Ciencia y naturaleza
Pedro LópezLa conservación del medio ambiente se promueve, cada vez, con más fuerza, porque el tiempo se «nos acaba». No soy apocalíptico. Los efectos negativos de la acción antropogénica sobre la Naturaleza no es algo que suceda allende los mares. Cada uno de nosotros formamos parte también de la naturaleza: la influencia es, pues, mutua. No podemos considerarnos al margen, como un espectador al que no le afecta lo que sucede en la pantalla de su mundo virtual. Respiramos el aire, comemos los alimentos y bebemos el agua que la naturaleza nos suministra. Todo está conectado. El gran problema del respeto al medio ambiente es comprender que su conservación es una cuestión vital que nos atañe de lleno. Y que la actitud que hay que desarrollar no es solo la de más tecnología, como si fuese una panacea universal que sirve siempre y para todo, sino ser conscientes de los límites de nuestra acción: no podemos alargar más el brazo que la manga. La Naturaleza no es una fuente de recursos ilimitados que impunemente podemos expoliar; sino que necesita ser cuidada, cultivada; liberarla de nuestra codicia acaparadora, origen de todos los desaguisados ecológicos. El cuidado del medio ambiente es, en último término, una cuestión moral. Es necesario despertar una actitud espiritual, de reverencia, hacia lo dado graciosamente. La naturaleza es la huella visible de Dios: cada uno de nosotros, en su singularidad; y el cosmos, con el planeta Tierra, nuestra casa común, en su totalidad. La belleza salvará al mundo, dijo Dostoyevski, porque despierta la nostalgia de lo inefable.

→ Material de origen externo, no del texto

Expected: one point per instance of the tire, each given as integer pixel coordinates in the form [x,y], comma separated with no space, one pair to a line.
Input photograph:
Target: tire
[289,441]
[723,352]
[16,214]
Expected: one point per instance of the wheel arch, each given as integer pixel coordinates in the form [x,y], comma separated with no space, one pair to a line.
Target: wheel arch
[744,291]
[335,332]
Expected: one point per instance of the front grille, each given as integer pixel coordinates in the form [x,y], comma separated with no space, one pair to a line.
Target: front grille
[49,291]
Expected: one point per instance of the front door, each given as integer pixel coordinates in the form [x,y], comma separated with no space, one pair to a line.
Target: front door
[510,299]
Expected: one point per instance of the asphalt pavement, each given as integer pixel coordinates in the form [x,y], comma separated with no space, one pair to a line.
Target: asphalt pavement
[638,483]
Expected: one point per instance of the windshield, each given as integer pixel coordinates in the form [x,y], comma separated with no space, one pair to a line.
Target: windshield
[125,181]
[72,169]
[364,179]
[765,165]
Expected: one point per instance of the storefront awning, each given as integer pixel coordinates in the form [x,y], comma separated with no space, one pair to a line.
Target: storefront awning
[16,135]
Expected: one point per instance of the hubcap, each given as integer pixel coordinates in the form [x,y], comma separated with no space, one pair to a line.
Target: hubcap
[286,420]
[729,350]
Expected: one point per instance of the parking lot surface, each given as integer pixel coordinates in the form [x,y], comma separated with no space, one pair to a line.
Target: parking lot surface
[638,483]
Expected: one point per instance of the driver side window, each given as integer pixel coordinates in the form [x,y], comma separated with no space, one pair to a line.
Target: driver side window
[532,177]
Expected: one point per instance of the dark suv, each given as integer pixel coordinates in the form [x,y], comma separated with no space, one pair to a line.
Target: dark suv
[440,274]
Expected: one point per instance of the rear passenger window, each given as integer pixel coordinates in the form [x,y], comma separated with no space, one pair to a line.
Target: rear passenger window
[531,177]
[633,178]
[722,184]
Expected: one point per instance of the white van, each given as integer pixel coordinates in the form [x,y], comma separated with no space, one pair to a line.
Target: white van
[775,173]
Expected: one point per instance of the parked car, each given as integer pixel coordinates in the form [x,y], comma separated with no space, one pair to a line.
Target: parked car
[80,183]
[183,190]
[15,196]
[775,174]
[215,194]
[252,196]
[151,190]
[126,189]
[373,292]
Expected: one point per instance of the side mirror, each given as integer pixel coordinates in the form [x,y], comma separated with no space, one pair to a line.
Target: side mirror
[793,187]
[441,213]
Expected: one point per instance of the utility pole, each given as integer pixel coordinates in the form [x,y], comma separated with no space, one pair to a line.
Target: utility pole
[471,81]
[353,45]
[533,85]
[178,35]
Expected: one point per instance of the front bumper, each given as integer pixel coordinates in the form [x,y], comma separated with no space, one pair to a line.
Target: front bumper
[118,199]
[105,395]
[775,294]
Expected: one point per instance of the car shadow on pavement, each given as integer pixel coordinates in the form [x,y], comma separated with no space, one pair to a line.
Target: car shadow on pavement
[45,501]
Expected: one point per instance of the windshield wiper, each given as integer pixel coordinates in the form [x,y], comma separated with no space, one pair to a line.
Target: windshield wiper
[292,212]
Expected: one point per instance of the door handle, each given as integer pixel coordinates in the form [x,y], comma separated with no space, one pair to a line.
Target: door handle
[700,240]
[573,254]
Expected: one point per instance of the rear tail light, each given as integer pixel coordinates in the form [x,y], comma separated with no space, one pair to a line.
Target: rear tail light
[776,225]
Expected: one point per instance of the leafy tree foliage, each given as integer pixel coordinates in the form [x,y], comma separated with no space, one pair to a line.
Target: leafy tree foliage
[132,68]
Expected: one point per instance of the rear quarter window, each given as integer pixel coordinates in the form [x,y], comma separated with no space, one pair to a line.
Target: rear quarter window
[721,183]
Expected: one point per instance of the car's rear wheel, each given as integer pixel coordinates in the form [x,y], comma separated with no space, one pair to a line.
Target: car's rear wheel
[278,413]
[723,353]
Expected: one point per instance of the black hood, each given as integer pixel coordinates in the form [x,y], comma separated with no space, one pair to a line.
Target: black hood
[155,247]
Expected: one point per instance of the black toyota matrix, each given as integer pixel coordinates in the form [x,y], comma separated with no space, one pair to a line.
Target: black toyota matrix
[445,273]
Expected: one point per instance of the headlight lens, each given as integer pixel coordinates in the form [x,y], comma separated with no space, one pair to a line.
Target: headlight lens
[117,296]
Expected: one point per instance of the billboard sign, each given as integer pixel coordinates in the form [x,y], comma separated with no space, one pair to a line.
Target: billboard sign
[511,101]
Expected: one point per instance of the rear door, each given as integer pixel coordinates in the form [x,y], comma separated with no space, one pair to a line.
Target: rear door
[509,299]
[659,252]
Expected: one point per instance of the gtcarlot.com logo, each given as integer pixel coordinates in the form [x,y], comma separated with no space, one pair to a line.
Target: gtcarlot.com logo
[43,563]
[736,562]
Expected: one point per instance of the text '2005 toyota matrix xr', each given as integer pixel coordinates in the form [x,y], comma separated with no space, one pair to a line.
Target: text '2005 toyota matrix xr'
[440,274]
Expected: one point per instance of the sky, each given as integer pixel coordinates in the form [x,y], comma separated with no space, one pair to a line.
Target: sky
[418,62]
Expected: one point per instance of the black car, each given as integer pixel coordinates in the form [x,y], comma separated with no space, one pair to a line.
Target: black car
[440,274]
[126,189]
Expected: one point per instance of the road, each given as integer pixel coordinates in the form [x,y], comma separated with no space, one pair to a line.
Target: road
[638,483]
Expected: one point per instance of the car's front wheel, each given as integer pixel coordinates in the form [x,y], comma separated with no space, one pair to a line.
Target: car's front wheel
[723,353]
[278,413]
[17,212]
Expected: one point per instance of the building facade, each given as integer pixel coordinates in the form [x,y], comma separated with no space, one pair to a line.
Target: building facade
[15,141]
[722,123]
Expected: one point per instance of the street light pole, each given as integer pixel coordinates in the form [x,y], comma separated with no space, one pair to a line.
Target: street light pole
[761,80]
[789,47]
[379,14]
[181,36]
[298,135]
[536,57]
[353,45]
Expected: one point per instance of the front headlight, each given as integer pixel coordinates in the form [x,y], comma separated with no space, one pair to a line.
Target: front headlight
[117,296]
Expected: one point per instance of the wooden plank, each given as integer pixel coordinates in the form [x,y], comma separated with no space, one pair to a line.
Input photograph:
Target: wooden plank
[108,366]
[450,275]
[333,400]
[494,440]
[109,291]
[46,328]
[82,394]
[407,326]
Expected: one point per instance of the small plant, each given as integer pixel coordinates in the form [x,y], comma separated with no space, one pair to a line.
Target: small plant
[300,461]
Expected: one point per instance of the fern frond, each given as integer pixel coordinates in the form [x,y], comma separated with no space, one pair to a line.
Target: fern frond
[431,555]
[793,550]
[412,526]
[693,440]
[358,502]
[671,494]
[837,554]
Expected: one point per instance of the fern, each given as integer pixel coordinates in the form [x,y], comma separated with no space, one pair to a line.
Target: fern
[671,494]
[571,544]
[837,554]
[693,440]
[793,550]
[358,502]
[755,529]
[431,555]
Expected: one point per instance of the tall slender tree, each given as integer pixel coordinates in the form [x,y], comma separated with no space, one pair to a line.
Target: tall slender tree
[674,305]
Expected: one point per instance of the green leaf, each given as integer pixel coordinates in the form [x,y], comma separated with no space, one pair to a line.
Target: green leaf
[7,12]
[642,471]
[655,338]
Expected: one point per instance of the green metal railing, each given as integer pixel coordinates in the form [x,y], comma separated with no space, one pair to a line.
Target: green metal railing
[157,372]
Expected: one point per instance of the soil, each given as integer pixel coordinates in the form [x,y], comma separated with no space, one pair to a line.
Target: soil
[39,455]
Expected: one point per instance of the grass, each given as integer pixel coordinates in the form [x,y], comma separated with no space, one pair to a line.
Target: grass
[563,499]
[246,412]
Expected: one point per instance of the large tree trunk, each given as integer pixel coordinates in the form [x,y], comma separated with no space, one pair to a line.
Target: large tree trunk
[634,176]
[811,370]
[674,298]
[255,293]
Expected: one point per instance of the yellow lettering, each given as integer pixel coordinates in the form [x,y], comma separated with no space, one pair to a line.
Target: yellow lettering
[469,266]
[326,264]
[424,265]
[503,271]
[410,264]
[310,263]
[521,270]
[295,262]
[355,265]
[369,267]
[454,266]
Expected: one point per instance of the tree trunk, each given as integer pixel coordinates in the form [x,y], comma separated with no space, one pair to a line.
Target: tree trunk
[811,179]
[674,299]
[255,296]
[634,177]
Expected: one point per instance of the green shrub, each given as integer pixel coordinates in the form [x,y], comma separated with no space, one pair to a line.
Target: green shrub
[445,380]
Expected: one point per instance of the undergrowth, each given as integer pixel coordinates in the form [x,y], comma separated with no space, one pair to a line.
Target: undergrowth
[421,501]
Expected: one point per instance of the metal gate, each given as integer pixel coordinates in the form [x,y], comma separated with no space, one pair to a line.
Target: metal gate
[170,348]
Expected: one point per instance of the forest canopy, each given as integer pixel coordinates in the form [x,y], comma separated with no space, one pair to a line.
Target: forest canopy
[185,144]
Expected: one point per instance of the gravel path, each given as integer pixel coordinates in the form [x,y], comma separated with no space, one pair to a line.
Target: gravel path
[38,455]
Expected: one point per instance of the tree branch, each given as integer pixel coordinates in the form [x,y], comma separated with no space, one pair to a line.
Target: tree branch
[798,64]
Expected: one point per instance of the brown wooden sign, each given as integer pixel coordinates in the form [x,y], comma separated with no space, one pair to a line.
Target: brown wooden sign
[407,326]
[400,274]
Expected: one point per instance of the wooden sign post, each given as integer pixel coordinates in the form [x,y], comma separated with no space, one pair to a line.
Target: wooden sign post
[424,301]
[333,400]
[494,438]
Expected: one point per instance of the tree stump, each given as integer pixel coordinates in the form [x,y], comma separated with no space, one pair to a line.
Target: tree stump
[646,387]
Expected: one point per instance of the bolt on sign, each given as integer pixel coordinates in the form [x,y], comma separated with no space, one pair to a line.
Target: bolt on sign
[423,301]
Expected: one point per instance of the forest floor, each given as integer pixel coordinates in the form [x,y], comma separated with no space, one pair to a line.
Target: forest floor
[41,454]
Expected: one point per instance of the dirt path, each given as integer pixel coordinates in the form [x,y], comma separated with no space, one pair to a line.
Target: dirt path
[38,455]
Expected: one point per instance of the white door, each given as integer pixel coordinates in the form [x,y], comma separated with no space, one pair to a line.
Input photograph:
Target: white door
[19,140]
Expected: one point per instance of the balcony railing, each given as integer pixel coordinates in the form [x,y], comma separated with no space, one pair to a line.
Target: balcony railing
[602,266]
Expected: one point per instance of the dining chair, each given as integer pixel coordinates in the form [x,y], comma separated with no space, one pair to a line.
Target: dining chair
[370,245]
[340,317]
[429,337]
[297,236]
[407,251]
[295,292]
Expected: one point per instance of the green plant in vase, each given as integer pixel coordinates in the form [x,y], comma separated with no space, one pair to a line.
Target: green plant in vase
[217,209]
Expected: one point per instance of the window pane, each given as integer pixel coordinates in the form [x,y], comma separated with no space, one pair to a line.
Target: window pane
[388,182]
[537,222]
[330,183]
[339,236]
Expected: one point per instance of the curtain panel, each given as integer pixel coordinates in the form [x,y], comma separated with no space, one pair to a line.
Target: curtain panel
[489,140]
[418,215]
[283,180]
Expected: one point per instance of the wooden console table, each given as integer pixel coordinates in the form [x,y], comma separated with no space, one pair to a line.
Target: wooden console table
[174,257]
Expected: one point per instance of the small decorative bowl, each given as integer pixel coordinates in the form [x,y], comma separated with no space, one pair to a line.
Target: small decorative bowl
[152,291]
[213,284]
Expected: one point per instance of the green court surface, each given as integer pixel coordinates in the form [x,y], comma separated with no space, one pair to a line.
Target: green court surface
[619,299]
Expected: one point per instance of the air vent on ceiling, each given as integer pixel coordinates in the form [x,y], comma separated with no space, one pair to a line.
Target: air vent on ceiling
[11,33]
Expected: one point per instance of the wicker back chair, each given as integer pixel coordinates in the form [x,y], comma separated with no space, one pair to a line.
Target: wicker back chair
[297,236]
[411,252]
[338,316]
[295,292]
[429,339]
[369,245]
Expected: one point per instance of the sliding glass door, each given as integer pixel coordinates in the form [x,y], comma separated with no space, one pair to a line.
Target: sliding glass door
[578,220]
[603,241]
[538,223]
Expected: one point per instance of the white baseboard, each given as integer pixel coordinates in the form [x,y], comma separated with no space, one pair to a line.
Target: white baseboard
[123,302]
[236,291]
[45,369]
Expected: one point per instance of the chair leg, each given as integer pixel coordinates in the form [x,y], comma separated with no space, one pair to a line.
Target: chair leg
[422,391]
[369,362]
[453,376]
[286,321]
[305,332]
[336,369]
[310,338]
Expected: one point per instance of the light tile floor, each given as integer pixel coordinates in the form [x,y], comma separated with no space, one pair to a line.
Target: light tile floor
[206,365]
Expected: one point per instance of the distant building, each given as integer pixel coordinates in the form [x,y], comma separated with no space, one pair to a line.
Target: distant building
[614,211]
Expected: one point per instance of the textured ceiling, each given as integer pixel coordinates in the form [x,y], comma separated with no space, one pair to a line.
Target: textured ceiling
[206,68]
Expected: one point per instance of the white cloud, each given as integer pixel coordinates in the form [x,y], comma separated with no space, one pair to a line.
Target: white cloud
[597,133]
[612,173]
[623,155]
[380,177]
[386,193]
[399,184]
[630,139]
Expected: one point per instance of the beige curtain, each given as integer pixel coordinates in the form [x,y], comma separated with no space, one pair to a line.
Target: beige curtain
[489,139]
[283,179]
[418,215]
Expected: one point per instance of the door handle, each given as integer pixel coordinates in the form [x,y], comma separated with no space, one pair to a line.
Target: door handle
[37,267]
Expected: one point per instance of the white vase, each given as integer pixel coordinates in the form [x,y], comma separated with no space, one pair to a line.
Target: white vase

Para el paradigma tecnocientífico imperante, la ciencia resolverá los problemas que ella misma origina. Las cosas no son así. No todo en la vida es cuestión de ciencia. Los límites: esa es la cuestión por excelencia de la crisis ecológica. Ser conscientes de que todos tenemos límites. No somos autónomos para hacer y deshacer a nuestro capricho; ni tampoco independientes, de tal modo que nuestras acciones sean indiferentes para el resto, sino más bien al contrario. Es necesario reconocer nuestra dependencia, unos de otros; y finalmente, todos, a su vez, de la casa común. Acaparar para darnos un atracón en esta vida que vivimos, la única según algunos, lleva a extralimitarse en los recursos. Como aquel hombre de la parábola evangélica que se decía para sí: «Alma mía, tienes muchos bienes almacenados para muchos años; descansa, come, bebe, banquetea alegremente»; pero, continúa el relato, «Dios le dijo: necio, esta noche te van a reclamar el alma y ¿para quién será todo lo que has almacenado?». La avaricia es un grave error de nuestra sociedad, origen de toda corrupción. Suponer que no tenemos más vida que la presente, y que hay que disfrutar a tope, es dar pábulo a una irresponsabilidad no solo personal y social, sino también ecológica. Estamos interconectados no solo con nuestros coetáneos, sino también con nuestros antepasados que nos dieron la vida y el mundo presente; y, a su vez, con nuestros vástagos a los que dejaremos en herencia un mundo que, si no somos necios –ne scio, en latín, el que no sabe– ha de ser mejor. Esta es nuestra tarea.